Dunnes workers demand secure hours and earnings at Labour Court
“We cannot survive on these contracts, not knowing what hours we’ll have from week-to-week”, says Dunnes worker.
Dunnes refuse to turn up to Labour Court.
A delegation of Dunnes Stores workers attended a Labour Court hearing today (11:30am Wednesday, 29th October) where they put forward their case for secure hours and earnings for all workers at the Irish retail giant.
The workers, who are all members of Mandate Trade Union, attended the hearing as part of their Decency for Dunnes Workers campaign which has four key demands:
- Decent hours and earnings;
- Job security;
- Fair pay; and
- The right to trade union representation.
Dunnes employs 14,000 workers in 112 stores across Ireland.
Dunnes worker Muireann Dalton said: “Our main issue is more secure hours and earnings. Thousands of us in Dunnes don’t know how many hours we’re going to work from week to week. It could range anywhere between 15 one week and 40 hours the next. It’s virtually impossible to plan your life and pay bills and rent not knowing how much you’re going to earn one week to the next.”
She added, “All we’re asking for is a little bit of fairness.”
Former Dunnes Stores worker, now Mandate Trade Union official, Karen Wall said:
“It’s completely unfair that workers in Tesco, Penneys, Supervalu and other major retailers can avail of secure hours, but because these workers are employed by Dunnes Stores they can’t.
“A banded-hour contract would provide workers with secure hours but still allows a level of flexibility for both the company and their employees. What our members in Dunnes are asking for is not unreasonable and can easily be facilitated by senior management if they just have a little bit of respect for their staff. After all, it is the workers who have helped to make Dunnes the massive success it is today.”
Commenting on the fact Dunnes management didn’t turn up to the Labour Court today, Gerry Light, Mandate Trade Union Assistant General Secretary said:
“It’s extremely disappointing they didn’t turn up to hear from their own workers today.”
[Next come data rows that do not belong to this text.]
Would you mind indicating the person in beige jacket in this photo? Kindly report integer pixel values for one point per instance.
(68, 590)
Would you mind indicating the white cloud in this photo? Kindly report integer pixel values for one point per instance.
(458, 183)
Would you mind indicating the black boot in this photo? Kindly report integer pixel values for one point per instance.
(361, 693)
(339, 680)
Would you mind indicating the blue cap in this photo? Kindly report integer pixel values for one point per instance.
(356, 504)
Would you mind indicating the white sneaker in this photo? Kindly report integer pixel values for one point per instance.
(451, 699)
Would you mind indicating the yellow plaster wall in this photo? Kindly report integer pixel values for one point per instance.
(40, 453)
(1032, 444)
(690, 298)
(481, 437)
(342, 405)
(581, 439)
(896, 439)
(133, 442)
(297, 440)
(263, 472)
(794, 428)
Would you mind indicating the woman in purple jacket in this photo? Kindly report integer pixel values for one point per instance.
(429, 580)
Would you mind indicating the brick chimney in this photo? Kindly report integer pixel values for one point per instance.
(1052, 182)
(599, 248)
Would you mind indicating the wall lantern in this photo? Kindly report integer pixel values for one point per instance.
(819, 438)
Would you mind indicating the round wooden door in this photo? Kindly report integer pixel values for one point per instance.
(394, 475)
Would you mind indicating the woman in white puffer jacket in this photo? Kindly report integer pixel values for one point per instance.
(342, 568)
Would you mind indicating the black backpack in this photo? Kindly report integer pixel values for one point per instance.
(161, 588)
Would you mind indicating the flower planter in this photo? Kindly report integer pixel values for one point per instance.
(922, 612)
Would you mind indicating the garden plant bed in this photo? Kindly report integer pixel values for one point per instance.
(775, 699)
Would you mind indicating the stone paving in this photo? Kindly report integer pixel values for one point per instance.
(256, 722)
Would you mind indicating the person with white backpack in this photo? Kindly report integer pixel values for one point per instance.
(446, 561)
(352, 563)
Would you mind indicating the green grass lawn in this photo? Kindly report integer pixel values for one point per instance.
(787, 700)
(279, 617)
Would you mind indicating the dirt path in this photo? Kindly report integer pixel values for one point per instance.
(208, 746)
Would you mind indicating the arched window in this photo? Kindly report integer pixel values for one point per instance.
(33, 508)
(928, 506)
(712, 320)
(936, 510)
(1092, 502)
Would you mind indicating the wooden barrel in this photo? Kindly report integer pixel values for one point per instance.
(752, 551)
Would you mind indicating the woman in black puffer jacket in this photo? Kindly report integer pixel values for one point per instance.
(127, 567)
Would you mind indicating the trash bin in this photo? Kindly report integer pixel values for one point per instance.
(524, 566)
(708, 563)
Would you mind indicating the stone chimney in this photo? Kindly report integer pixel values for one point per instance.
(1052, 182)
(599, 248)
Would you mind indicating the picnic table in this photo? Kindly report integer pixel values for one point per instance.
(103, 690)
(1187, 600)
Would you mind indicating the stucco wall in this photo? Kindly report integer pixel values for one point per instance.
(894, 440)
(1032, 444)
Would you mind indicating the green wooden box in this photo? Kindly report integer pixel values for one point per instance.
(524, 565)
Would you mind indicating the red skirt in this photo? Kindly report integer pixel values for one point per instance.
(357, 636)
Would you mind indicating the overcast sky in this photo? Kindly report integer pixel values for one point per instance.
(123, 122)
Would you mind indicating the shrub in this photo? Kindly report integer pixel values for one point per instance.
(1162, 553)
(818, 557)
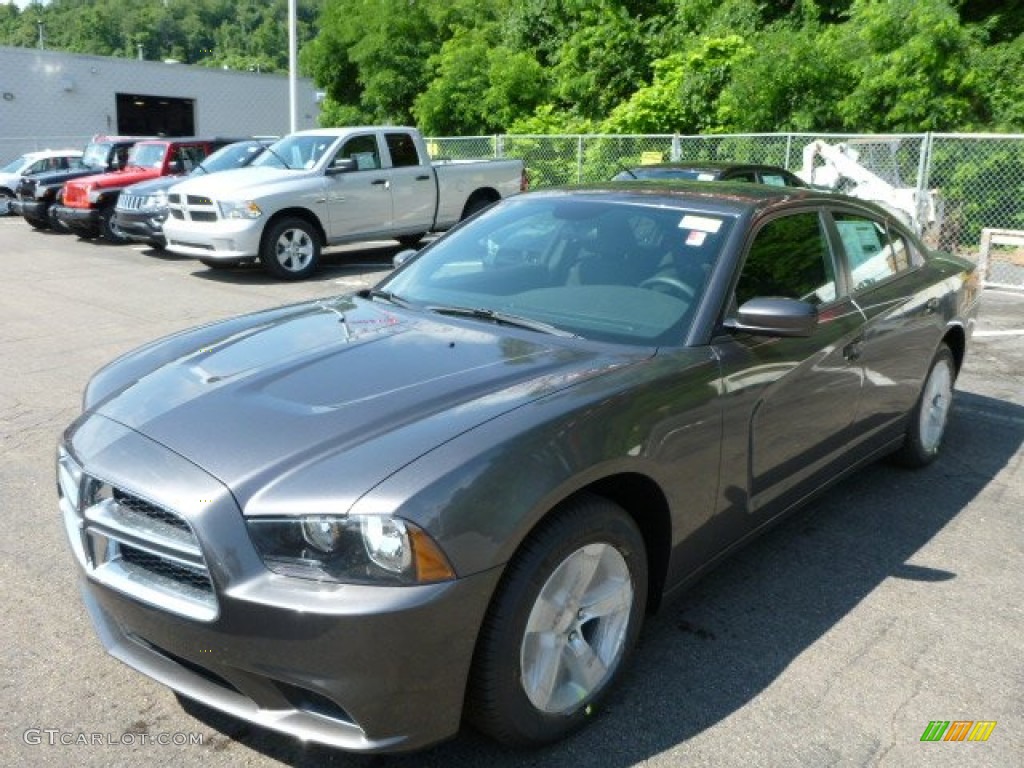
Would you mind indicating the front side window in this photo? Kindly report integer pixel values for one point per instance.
(873, 251)
(790, 258)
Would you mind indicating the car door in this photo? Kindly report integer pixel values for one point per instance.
(414, 188)
(358, 202)
(791, 402)
(889, 284)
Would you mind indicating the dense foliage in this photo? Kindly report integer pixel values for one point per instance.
(474, 67)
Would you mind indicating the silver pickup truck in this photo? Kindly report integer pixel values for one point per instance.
(328, 186)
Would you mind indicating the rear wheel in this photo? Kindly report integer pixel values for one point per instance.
(564, 619)
(927, 425)
(290, 249)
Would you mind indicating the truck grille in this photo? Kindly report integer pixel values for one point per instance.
(192, 207)
(133, 546)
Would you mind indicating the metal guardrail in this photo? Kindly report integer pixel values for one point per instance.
(975, 180)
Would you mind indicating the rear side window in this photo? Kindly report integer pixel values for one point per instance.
(790, 258)
(402, 150)
(873, 251)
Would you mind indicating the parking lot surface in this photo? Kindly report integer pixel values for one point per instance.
(835, 640)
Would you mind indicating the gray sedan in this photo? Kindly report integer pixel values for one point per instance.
(365, 519)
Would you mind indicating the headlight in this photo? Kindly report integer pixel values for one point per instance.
(357, 549)
(239, 209)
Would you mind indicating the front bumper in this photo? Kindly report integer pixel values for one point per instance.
(83, 221)
(360, 668)
(223, 240)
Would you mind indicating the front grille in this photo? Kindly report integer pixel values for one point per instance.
(134, 546)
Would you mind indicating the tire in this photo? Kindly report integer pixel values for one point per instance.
(290, 249)
(109, 229)
(930, 415)
(411, 241)
(214, 264)
(560, 628)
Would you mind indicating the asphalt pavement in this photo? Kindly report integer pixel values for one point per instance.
(835, 640)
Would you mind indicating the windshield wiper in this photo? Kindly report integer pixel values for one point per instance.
(283, 162)
(377, 293)
(502, 318)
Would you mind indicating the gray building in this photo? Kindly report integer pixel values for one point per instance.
(51, 99)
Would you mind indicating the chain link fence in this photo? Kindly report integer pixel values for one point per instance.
(953, 185)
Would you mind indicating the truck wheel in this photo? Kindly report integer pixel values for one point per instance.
(290, 249)
(564, 617)
(109, 229)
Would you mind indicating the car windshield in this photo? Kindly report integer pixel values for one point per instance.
(95, 156)
(147, 156)
(233, 156)
(296, 152)
(607, 270)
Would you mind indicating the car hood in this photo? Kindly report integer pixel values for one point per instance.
(256, 399)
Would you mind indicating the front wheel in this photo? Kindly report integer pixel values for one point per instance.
(291, 249)
(928, 420)
(564, 619)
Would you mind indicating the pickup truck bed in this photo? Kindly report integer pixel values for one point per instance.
(329, 186)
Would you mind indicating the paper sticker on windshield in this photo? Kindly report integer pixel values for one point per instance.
(704, 223)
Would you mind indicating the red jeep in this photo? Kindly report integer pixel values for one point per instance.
(88, 202)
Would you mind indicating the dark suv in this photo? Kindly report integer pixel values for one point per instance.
(38, 194)
(141, 208)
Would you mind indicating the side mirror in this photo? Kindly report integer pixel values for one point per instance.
(775, 316)
(345, 165)
(402, 256)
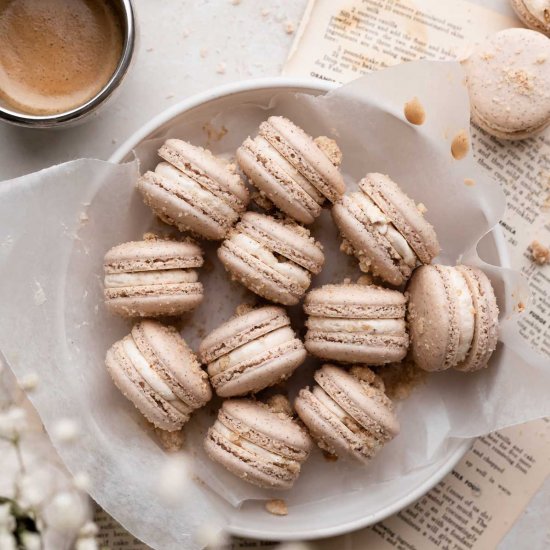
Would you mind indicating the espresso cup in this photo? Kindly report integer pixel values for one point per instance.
(12, 111)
He continued, “They refuse to meet with their workers’ representatives, Mandate Trade Union, and refuse to engage with the state’s industrial relations bodies, including the Labour Relations Commission (LRC) and the Labour Court. This is completely unnacceptable in 2014,” he said.
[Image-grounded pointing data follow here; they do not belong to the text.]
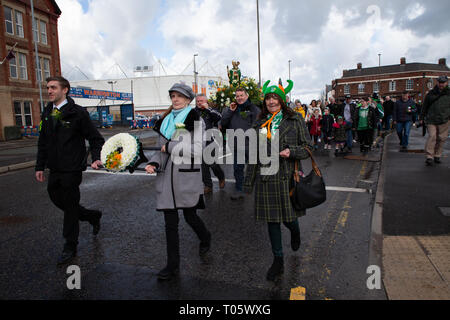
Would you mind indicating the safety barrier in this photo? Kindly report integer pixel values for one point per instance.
(32, 131)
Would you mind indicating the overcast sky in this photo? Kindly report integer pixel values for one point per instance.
(320, 37)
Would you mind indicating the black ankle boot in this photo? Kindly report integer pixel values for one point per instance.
(168, 273)
(276, 269)
(295, 241)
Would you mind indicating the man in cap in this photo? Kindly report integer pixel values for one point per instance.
(347, 111)
(61, 148)
(402, 117)
(211, 118)
(241, 114)
(436, 114)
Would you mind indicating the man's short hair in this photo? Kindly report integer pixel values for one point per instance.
(241, 90)
(63, 82)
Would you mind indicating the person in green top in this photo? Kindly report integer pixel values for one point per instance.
(364, 123)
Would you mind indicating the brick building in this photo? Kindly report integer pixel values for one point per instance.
(19, 86)
(416, 78)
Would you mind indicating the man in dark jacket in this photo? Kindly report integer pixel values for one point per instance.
(436, 114)
(347, 111)
(402, 117)
(388, 107)
(241, 114)
(211, 118)
(62, 149)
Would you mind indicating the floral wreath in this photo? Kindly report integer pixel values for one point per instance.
(122, 152)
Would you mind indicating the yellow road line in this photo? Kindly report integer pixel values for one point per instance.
(298, 294)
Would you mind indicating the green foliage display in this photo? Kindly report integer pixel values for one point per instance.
(225, 94)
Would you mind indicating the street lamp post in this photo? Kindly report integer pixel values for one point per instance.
(290, 93)
(112, 86)
(195, 74)
(259, 42)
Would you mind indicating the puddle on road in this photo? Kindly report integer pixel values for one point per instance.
(13, 220)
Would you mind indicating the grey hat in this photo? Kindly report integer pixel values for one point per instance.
(443, 79)
(184, 89)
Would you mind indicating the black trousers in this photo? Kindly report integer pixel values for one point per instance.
(365, 138)
(172, 239)
(64, 191)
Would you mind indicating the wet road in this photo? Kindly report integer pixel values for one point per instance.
(123, 260)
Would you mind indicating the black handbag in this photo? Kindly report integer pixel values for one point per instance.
(309, 191)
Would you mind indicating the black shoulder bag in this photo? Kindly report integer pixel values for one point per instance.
(309, 191)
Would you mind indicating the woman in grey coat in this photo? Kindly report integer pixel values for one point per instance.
(179, 182)
(272, 200)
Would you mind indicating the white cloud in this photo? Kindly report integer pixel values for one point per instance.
(320, 38)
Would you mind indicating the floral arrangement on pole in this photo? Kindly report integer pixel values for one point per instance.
(122, 152)
(226, 94)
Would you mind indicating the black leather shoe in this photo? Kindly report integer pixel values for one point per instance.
(295, 241)
(66, 256)
(96, 223)
(204, 246)
(276, 269)
(167, 273)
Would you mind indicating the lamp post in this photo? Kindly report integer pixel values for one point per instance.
(37, 59)
(290, 93)
(112, 86)
(195, 75)
(259, 43)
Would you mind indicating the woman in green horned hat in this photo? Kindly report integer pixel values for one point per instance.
(272, 200)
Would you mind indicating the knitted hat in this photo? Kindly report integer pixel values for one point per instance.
(279, 90)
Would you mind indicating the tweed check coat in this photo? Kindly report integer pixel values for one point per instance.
(272, 201)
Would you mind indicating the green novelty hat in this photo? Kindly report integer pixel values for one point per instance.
(279, 90)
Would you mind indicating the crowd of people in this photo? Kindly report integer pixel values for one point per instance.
(182, 186)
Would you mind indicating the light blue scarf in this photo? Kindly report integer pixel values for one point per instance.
(175, 117)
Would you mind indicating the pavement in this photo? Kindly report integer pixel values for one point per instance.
(415, 222)
(410, 227)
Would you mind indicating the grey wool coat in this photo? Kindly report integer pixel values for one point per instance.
(179, 183)
(272, 201)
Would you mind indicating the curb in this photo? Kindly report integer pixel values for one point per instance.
(376, 236)
(18, 166)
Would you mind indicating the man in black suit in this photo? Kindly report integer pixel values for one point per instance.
(62, 149)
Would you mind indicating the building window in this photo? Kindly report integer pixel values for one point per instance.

Mr Light explained that Mandate’s Dunnes Stores members were determined to be treated on an equal footing with Tesco, Penneys and Supervalu workers.
“Our members in Dunnes are only too aware of how workers in the companies main competitors are treated. They have secure hours and earnings, they have the right to individual and collective representation and they have a level of job security that is simply not afforded by Dunnes Stores management.”
He concluded: “Our attendance at the Labour Court today, where an independent body heard our members’ case, is a step on the road to achieving all of our goals within the Decency for Dunnes Workers campaign.”
Mandate expects to hear a decision from the Labour Court in the coming days but has encouraged all non-members in the company to join the campaign as soon as possible.